Giniel de Villiers’ Dakar-Reise – Gestern/Heute

Von Traktorrennen zum Dakar-Champion - Giniel de Villiers weiß, wie man „dreckig“ fährt.
Giniel De Villiers wurde bei Dakar-Debüt Fünfter
Giniel De Villiers wurde bei Dakar-Debüt Fünfter © Thierry Bovy/Dppi
Von Tim Sturtridge

DAMALS: 2003 (von Marseille in Frankreich nach Sharm el-Sheikh in Ägypten)

Giniel de Villiers saß als Vierjähriger zum ersten Mal allein auf einen vierrädrigen Untersatz und hat seitdem seinen Fuß nicht mehr vom Gaspedal genommen. Seine Rennleidenschaft erbte er von seinem Vater. Gemeinsam planten beide auf dem Familienbauernhof Rallye-Etappen für den Jungen, damit er dort herumrasen und seine Fähigkeiten weiterentwickeln konnte.

Der zweite entscheidende Einfluss auf Giniels Rennkarriere kam von Glyn Hall. Die beiden taten sich zum ersten Mal zusammen, als Glyn der Chef von Nissan Motorsport in Südafrika war. Gemeinsam dominierten sie die lokale Touring Car-Szene, wobei Glyn die Autos baute und Giniel sie über die Ziellinie fuhr.

Nach vier aufeinanderfolgenden Touring Car Championship-Titeln in den Jahren 1997 bis 2000 war der Moment für eine neue Herausforderung gekommen. Mit Unterstützung von Nissan und Glyn Hall wechselte Giniel von der Rennstrecke in den Dreck und holte sich einen Titel bei der Südafrikanischen Offroad Championship.

Nach einer Reihe beeindruckender Erfolge in der internationalen Rallye-Raid-Szene, ging Giniel 2003 zum ersten Mal bei der Rallye Dakar an den Start. Er verlor keine Zeit und stellte sein Talent auf dem Weg von Marseille nach Sharm el-Sheikh sofort unter Beweis – in seinem von Glyn Hall entwickelten Nissan Hardbody fuhr er auf den fünften Platz.

Giniel de Villier ist wieder bereit für die Dakar
Giniel de Villier ist wieder bereit für die Dakar © Tyrone Bradley/Red Bull Content Pool

JETZT: 2014 (von Rosario in Argentinien nach Valparaiso in Chile)

Nach Giniels Debüt in der Dakar kehrte er mit Nissan noch zweimal zu diesem Wüstenklassiker zurück und konnte jeweils einige Etappensiege verbuchen.
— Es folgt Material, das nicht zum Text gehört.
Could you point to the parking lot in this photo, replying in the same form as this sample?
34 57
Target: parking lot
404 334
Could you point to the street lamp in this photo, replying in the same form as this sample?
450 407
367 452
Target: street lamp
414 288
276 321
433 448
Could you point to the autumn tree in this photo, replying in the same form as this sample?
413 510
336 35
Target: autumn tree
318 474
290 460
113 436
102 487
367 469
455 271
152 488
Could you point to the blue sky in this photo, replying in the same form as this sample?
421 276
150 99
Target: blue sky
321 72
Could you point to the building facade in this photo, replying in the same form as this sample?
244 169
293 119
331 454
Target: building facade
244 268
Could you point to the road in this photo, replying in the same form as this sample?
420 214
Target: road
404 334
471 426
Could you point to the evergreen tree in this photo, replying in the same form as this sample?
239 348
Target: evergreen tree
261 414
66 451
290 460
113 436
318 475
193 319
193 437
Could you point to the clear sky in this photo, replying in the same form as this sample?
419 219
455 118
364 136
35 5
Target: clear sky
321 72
Als sich Nissan 2005 aus der Rallye Dakar verabschiedete, holte Volkswagen Giniel in sein Team.

Der Südafrikaner bedankte sich für das von Volkswagen bewiesene Vertrauen mit einem zweiten Platz in seiner ersten Dakar am Steuer des Race Toureg vom deutschen Hersteller. 2007 sah es ganz so aus, als könnte Giniel bei seinem anschließenden Versuch noch mehr erreichen. Nach halber Distanz lag er bei der Rallye Dakar mit einem beruhigenden Vorsprung an der Spitze. Doch Probleme mit der Mechanik machten ihm damals einen Strich durch die Rechnung, und er musste sich am Ende mit einem elften Platz zufrieden geben.

Im darauffolgenden Jahr wurde die Dakar ausgesetzt. Giniel, der dem Sieg schon so nahe gewesen war, war sehr enttäuscht und ging daher umso entschlossener an den Start, als das Rennen in Südamerika wieder aufgenommen wurde. An der Seite seines Beifahrers Dirk von Zitzewitz bot Giniel in den Dünen eine überzeugende Vorstellung und erreichte Buenos Aires als Sieger des Rennens. Das war der Start einer sehr erfolgreichen Zeit für Volkswagen bei der Dakar.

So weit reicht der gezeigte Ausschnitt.